In the latest demonstration proving no network is safe, researchers from Ben-Gurion University of the Negev led by Dr. Mordechai Guri, head of research and development for BGU’s Cyber Security Research Center (CSRC), used security cameras equipped with night vision to send and receive data from a network that wasn’t even connected to the internet.

Jumping the Gap

Organizations with internet-connected networks use a host of security software to keep nefarious hackers out of the network. But for even greater security, firms and government entities set up “air-gap” networks, meaning networks that aren’t physically connected to the Web. To bypass this “air gap,” a hacker needs to embed malware into an air-gap network. This could be accomplished by using a malicious insider, or simply selling a USB with malware loaded on it.

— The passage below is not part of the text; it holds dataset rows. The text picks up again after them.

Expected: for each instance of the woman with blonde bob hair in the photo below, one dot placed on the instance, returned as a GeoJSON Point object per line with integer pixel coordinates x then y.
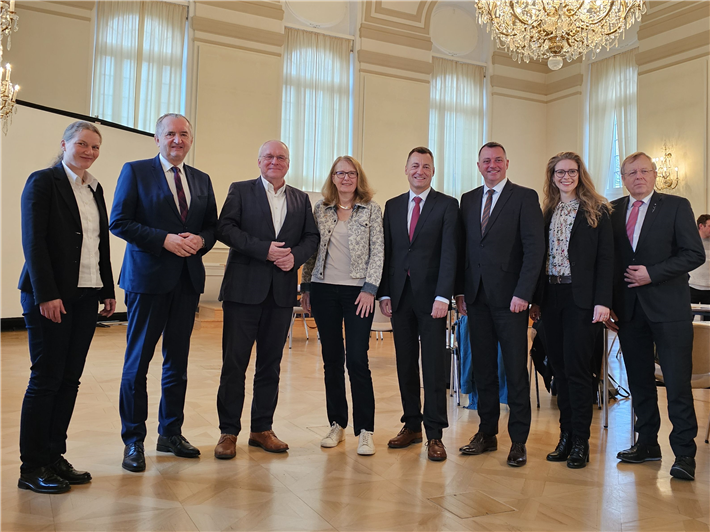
{"type": "Point", "coordinates": [574, 294]}
{"type": "Point", "coordinates": [339, 284]}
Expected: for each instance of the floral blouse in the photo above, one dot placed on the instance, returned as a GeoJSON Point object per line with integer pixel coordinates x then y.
{"type": "Point", "coordinates": [560, 231]}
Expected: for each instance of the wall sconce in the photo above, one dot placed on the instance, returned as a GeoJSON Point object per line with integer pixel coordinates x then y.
{"type": "Point", "coordinates": [667, 173]}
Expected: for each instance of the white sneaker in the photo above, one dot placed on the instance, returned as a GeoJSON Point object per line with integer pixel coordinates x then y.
{"type": "Point", "coordinates": [365, 444]}
{"type": "Point", "coordinates": [334, 437]}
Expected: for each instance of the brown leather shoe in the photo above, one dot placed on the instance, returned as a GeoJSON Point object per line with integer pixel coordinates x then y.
{"type": "Point", "coordinates": [436, 451]}
{"type": "Point", "coordinates": [268, 441]}
{"type": "Point", "coordinates": [479, 444]}
{"type": "Point", "coordinates": [518, 456]}
{"type": "Point", "coordinates": [405, 438]}
{"type": "Point", "coordinates": [226, 448]}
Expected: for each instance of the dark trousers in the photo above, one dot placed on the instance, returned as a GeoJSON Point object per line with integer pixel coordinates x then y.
{"type": "Point", "coordinates": [487, 327]}
{"type": "Point", "coordinates": [700, 296]}
{"type": "Point", "coordinates": [171, 315]}
{"type": "Point", "coordinates": [266, 324]}
{"type": "Point", "coordinates": [674, 346]}
{"type": "Point", "coordinates": [570, 336]}
{"type": "Point", "coordinates": [58, 353]}
{"type": "Point", "coordinates": [409, 326]}
{"type": "Point", "coordinates": [331, 305]}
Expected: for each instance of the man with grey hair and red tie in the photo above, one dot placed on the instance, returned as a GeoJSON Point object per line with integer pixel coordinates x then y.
{"type": "Point", "coordinates": [656, 244]}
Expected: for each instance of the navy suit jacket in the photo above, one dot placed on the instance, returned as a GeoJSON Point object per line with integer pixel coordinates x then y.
{"type": "Point", "coordinates": [144, 212]}
{"type": "Point", "coordinates": [52, 238]}
{"type": "Point", "coordinates": [429, 259]}
{"type": "Point", "coordinates": [246, 226]}
{"type": "Point", "coordinates": [508, 257]}
{"type": "Point", "coordinates": [669, 246]}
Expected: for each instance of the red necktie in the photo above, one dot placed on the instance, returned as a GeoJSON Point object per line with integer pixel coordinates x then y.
{"type": "Point", "coordinates": [487, 210]}
{"type": "Point", "coordinates": [415, 217]}
{"type": "Point", "coordinates": [182, 201]}
{"type": "Point", "coordinates": [631, 223]}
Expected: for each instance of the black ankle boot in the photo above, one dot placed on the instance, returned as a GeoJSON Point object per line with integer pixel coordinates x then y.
{"type": "Point", "coordinates": [579, 454]}
{"type": "Point", "coordinates": [561, 452]}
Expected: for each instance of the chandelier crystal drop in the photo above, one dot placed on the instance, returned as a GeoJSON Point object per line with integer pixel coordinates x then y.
{"type": "Point", "coordinates": [8, 22]}
{"type": "Point", "coordinates": [557, 29]}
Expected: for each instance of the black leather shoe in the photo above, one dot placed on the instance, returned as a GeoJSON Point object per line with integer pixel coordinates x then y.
{"type": "Point", "coordinates": [42, 480]}
{"type": "Point", "coordinates": [177, 445]}
{"type": "Point", "coordinates": [65, 470]}
{"type": "Point", "coordinates": [640, 453]}
{"type": "Point", "coordinates": [134, 457]}
{"type": "Point", "coordinates": [683, 468]}
{"type": "Point", "coordinates": [518, 456]}
{"type": "Point", "coordinates": [479, 444]}
{"type": "Point", "coordinates": [579, 453]}
{"type": "Point", "coordinates": [562, 450]}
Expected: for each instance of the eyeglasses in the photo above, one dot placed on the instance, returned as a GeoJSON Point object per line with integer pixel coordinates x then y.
{"type": "Point", "coordinates": [280, 158]}
{"type": "Point", "coordinates": [341, 175]}
{"type": "Point", "coordinates": [644, 172]}
{"type": "Point", "coordinates": [572, 173]}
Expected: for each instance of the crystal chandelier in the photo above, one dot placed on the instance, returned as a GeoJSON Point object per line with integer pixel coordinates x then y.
{"type": "Point", "coordinates": [557, 29]}
{"type": "Point", "coordinates": [667, 178]}
{"type": "Point", "coordinates": [8, 95]}
{"type": "Point", "coordinates": [8, 22]}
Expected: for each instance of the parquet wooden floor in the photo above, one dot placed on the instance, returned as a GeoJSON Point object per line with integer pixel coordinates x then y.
{"type": "Point", "coordinates": [310, 488]}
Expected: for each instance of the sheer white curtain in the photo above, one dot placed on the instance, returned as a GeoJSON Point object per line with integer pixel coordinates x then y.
{"type": "Point", "coordinates": [138, 61]}
{"type": "Point", "coordinates": [456, 124]}
{"type": "Point", "coordinates": [316, 105]}
{"type": "Point", "coordinates": [612, 99]}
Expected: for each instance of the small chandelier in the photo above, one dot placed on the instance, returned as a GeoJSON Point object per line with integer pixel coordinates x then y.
{"type": "Point", "coordinates": [667, 174]}
{"type": "Point", "coordinates": [557, 29]}
{"type": "Point", "coordinates": [8, 22]}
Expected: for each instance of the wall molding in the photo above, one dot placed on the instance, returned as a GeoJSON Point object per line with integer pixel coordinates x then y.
{"type": "Point", "coordinates": [237, 31]}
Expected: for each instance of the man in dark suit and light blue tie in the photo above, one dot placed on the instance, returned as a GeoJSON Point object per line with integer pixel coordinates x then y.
{"type": "Point", "coordinates": [270, 230]}
{"type": "Point", "coordinates": [421, 241]}
{"type": "Point", "coordinates": [656, 244]}
{"type": "Point", "coordinates": [505, 245]}
{"type": "Point", "coordinates": [166, 212]}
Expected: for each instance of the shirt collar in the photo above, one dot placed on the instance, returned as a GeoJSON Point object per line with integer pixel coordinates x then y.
{"type": "Point", "coordinates": [423, 195]}
{"type": "Point", "coordinates": [88, 178]}
{"type": "Point", "coordinates": [167, 165]}
{"type": "Point", "coordinates": [270, 188]}
{"type": "Point", "coordinates": [644, 200]}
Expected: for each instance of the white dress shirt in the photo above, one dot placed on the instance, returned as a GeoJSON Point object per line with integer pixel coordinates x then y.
{"type": "Point", "coordinates": [642, 215]}
{"type": "Point", "coordinates": [410, 209]}
{"type": "Point", "coordinates": [498, 188]}
{"type": "Point", "coordinates": [277, 203]}
{"type": "Point", "coordinates": [89, 273]}
{"type": "Point", "coordinates": [170, 178]}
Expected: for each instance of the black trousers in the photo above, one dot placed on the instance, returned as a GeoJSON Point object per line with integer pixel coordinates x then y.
{"type": "Point", "coordinates": [674, 346]}
{"type": "Point", "coordinates": [58, 353]}
{"type": "Point", "coordinates": [570, 336]}
{"type": "Point", "coordinates": [266, 324]}
{"type": "Point", "coordinates": [171, 315]}
{"type": "Point", "coordinates": [409, 326]}
{"type": "Point", "coordinates": [700, 296]}
{"type": "Point", "coordinates": [489, 326]}
{"type": "Point", "coordinates": [331, 305]}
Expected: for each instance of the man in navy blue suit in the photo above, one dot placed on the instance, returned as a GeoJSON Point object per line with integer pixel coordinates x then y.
{"type": "Point", "coordinates": [166, 212]}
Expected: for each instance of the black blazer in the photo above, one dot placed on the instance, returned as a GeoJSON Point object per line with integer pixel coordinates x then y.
{"type": "Point", "coordinates": [508, 257]}
{"type": "Point", "coordinates": [52, 238]}
{"type": "Point", "coordinates": [144, 212]}
{"type": "Point", "coordinates": [669, 246]}
{"type": "Point", "coordinates": [591, 257]}
{"type": "Point", "coordinates": [246, 226]}
{"type": "Point", "coordinates": [430, 258]}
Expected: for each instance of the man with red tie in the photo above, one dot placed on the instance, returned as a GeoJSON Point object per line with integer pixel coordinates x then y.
{"type": "Point", "coordinates": [421, 237]}
{"type": "Point", "coordinates": [165, 210]}
{"type": "Point", "coordinates": [656, 244]}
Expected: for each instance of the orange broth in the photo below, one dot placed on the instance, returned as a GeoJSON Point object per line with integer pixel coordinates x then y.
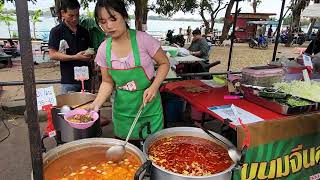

In 2008, for example, Ben-Gurion University researchers say a United States military network was compromised after a foreign intelligence agency supplied infected thumb drives to retail kiosks near NATO headquarters in Kabul, Afghanistan. Once malware plants itself in an air-gap system, a hacker’s next step is to set up a channel of communication. And that’s where the security cameras come in.

The BGU researchers demonstrated how a potential hacker, standing in a parking lot, could send and receive data using a security camera’s infrared LEDs. They could obtain information about passwords, PIN codes and encryption keys.

The researchers also showed how the process could work in reverse. Essentially, they established a two-way communication channel with a network that was “off the grid.”

This method of hacking networks is particularly troubling because many organizations that store sensitive information about customers have public parking lots. And further, infrared light is invisible to the naked eye, which makes it difficult for a passer-by or security guard to spot nefarious behavior.

It’s troubling to see how vulnerable networks can be. Fortunately, there are folks like the team at BGU who continue to work hard to exploit hackers’ weaknesses and recommend fixes before sensitive information can be manipulated or stolen.